Patients with growth hormone insensitivity and without mutations in the GHR gene coding region should be screened for mutations in the noncoding regions, such as an intronic GHR mutation within intron 4 (266 + 83 G > T), which generates a 5’ donor splice site to retain 81 intronic nucleotides in the GHR mRNA. The abnormal splicing event caused early protein termination and undetectable GHBP in the serum [66]. Intron 6 (A (−1) > G (−1)) substitution lead to the skipping of exon 6 and premature termination of the mRNA message (Table 5) [12,44]. All the mutations in GHR introns are splice site mutations, which disrupt the expression of GHR.

3.5. GHR Regulates Development of Both Bone and Muscle Fiber

In addition to promoting linear growth, GH plays a crucial role in the regulation of bone and muscle development and metabolism by acting directly through the GHR [73,74], or indirectly via hepatic IGF-1 production. Signal transduction errors in the GH–GHR–IGF-1 axis can cause growth failure and changes in body composition. GHR signaling in bone is necessary for establishing radial bone growth and optimizing mineral acquisition during growth [75].
Longitudinal growth is primarily influenced by the GH–IGF-1 axis, which is a mixed endocrine–paracrine–autocrine system [76]. Constant manipulation of the GH–IGF-1 axis influences both morphology and mRNA levels of selected genes in the muscle–tendon units of mice. However, only moderate structural changes were observed with up-regulation of the GH–IGF-1 axis; disrupting of the GHR had pronounced effects upon tendon ultrastructure [77]. GH directly impacts the growth plate to stimulate longitudinal growth, demonstrated by staining the GHR and GHBP located in both the cytoplasm and the nucleus. The localization of GHR/GHBP suggests that, in addition acting on germinal and proliferative cells in young rats, GH also affects early-maturing chondrocytes and may be involved in their differentiation to a fully hypertrophic chondrocyte [78]. Mutation of the GHR gene also caused a decrease in the number of muscle fibers, decreasing the myofiber diameter [79]. GHR signaling in postnatal skeletal muscle was not found to play a significant role in regulating muscle mass or muscle regeneration [80].

4. Discussion

It is well known that there are two different steps of GH action: at first, GH is directly mediated by GHR to be transducted to IGF1; and then the IGF-1 acts on target cells to exert the physiological effect of GH [4,81]. Although GH acts in nearly every tissue of the body, the most known for its growth promoting effect of GH is on cartilage and bone, especially during the adolescent years. Once the JAKs/STATs signal was activated by GH, they were transported into the nucleus to induce increased gene transcription and metabolism to produce IGF-1, which will release into the circulatory system.
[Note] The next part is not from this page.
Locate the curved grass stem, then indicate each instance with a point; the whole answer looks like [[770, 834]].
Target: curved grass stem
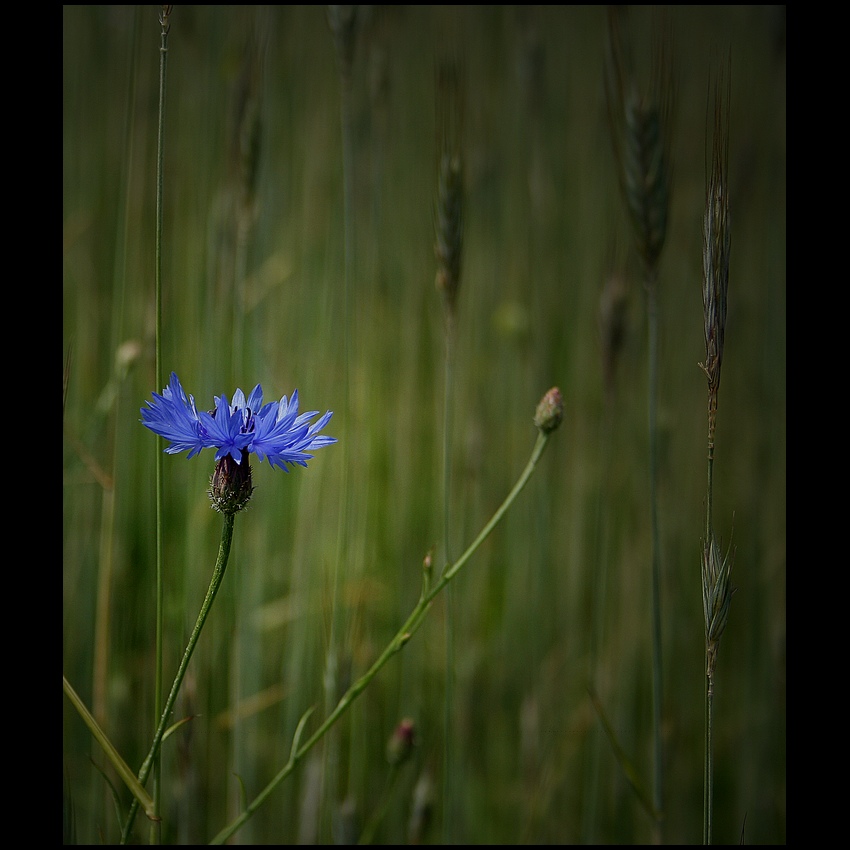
[[215, 584], [398, 642]]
IGF-1 then binds to its receptor on the cellular surface and activates a JAK-mediated intracellular signaling pathway, which intracellularly phosphorylates various proteins leading to increased metabolism, anabolism, and cellular replication and division [82].
The effects of GH were mediated by systemic IGF-1, so it should be assumed as a combined effect of both GH and IGF-1. Pituitary GH is the major regulator of liver-produced IGF-I, which is transported via the circulation to peripheral tissues where it acts in an endocrine manner [83]. However, several evidences support the notion that circulating IGF1 is independent of GH. Glucose, leptin, insulin and proluctin can stimulate the expression of IGF-1 in patients without GH to maintain their normal growth [84]. Moreover, it was well demonstrated that IGFs regulate bone length of the appendicular skeleton evidenced by changes in chondrocytes of the proliferative and hypertrophic zones of the growth plate. IGFs affect radial bone growth and regulate cortical and trabecular bone properties via their effects on osteoblast, osteocyte, and osteoclast function [83].
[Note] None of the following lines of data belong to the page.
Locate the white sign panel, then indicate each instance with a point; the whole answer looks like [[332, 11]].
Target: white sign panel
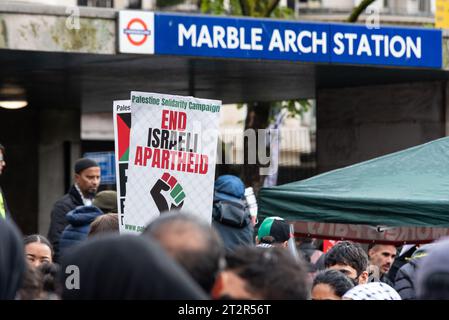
[[172, 155], [136, 32], [122, 127]]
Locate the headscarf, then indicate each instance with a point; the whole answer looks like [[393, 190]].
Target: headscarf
[[372, 291], [126, 267], [12, 260]]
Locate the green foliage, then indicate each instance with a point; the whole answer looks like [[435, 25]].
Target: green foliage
[[251, 8], [295, 108], [357, 11], [283, 13]]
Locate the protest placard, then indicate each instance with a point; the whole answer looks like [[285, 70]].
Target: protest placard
[[122, 127], [172, 153]]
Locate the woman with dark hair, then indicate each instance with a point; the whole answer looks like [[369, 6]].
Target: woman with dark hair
[[12, 262], [38, 250], [330, 285], [125, 267]]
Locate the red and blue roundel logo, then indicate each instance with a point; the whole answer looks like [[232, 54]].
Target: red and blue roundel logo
[[137, 31]]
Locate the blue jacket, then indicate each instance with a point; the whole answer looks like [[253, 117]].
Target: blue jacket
[[79, 221]]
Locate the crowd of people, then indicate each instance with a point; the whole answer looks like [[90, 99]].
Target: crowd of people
[[179, 256]]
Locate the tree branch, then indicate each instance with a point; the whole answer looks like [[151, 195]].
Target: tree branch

Notably, the functionality of the GH–GHR–IGF-1 axis partially depends on the expression of liver GHR, which determines the amount of IGF1 released from the liver in response to GH [81]. The loss of GHR leads to a decrease in the synthesis and secretion of IGF-1 [85]. The net effect of the loss in IGF1 is that leads to a loss of negative feedback on GH, as well as cells may be systemically starved for growth factors and have slower growth or less metabolic activity [81].
We summarized different mutations of the GHR gene and their possible mechanism relevant to human or chicken’s dwarfism. GHR mutations that occur in the encoding region may cause amino acid changes, thus affecting protein structure and function. Mutations of the splicing sites result in the improper translation of transcripts into biologically active proteins. Deletion mutations lead to a frameshift, affecting the structure and function of proteins. Even in regulatory regions, mutations may affect the temporal and spatial expression patterns of the gene.
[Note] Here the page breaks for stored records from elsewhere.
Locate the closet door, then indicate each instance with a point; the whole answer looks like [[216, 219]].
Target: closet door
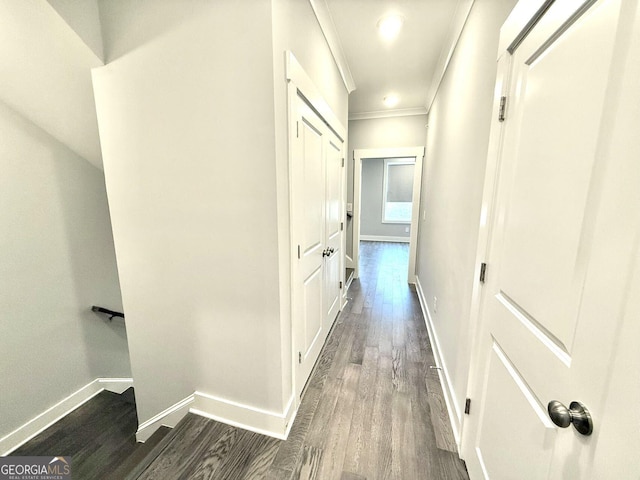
[[308, 213], [333, 229]]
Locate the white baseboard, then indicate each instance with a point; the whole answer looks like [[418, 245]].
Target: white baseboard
[[273, 424], [225, 411], [381, 238], [44, 420], [168, 417], [455, 415]]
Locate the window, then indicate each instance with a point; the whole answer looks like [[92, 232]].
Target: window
[[397, 191]]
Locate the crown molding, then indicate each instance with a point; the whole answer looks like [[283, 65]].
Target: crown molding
[[402, 112], [323, 15]]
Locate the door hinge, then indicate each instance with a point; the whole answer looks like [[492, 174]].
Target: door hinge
[[483, 272], [502, 109]]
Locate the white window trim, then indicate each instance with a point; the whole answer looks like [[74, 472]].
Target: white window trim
[[387, 162]]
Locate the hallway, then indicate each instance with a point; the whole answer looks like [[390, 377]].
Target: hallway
[[372, 408], [371, 399]]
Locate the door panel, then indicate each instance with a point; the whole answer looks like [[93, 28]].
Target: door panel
[[312, 295], [308, 213], [562, 92], [508, 397], [316, 187], [537, 335]]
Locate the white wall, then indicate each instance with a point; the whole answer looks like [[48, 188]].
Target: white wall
[[186, 115], [457, 141], [84, 18], [372, 202], [46, 75], [296, 29], [406, 131], [56, 260]]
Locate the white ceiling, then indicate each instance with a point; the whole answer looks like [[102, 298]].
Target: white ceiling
[[410, 65]]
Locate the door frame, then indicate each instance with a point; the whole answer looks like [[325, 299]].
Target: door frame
[[299, 83], [361, 154]]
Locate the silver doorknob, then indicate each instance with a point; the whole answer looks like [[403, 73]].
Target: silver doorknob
[[577, 414]]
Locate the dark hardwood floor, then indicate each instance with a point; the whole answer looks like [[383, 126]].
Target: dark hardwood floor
[[98, 436], [372, 408]]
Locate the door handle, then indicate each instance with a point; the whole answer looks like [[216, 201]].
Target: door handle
[[577, 414]]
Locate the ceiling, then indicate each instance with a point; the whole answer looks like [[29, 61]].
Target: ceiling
[[409, 66]]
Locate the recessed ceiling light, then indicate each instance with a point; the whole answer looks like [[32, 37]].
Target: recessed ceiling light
[[390, 26], [391, 100]]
Several defects have been reported to be associated with body dwarfism. For instance, the G62V mutation in exon 4 [53], a heterozygous mutation (V144I) within exon 6 of the GHR [13], a dinucleotide deletion on exon 7 of the GHR gene [61], and even a GT-repeat microsatellite in the GHR 5’UTR [7] can result in dwarfism. However, not all mutations in GHR cause body dwarfism. For example, mutation of phenylalanine 346 to alanine resulted in a GHR that did not internalize rapidly. However, this mutant GHR was capable of mediating GH-stimulated transcription as well as having metabolic effects [64]. S325S, L526I [86], c.–10 T > C (exon 2), G168 (exon 6) and 8 intronic mutations of GHR (662 − 31 C > T, 662 − 30 A > G, 662 − 24delG, 662 − 11delT, 482 + 9 C > T, 828 − 4delG, 919 − 14delT, and 988 + 23delG) [87] did not induce individual dwarfism. However, the dose individually affects the GHR mutations causing dwarfism. Various mutations in GHR genes occur in some individuals, producing additive effects that lead to individual dwarf performance [87]. For example, the dwarf (dw) gene in chickens creates a loss of function mutation with a dose effect because the offspring of SLD cocks and normal hens only showed a slight decrease in body weight. From the point of view of traditional genetics, multiple alleles in the dw locus, and the genetic effects of these alleles are also different. When multiple alleles exist at the same time, they may also have additive effects. Similar findings were also found in the pig melanin receptor gene [88].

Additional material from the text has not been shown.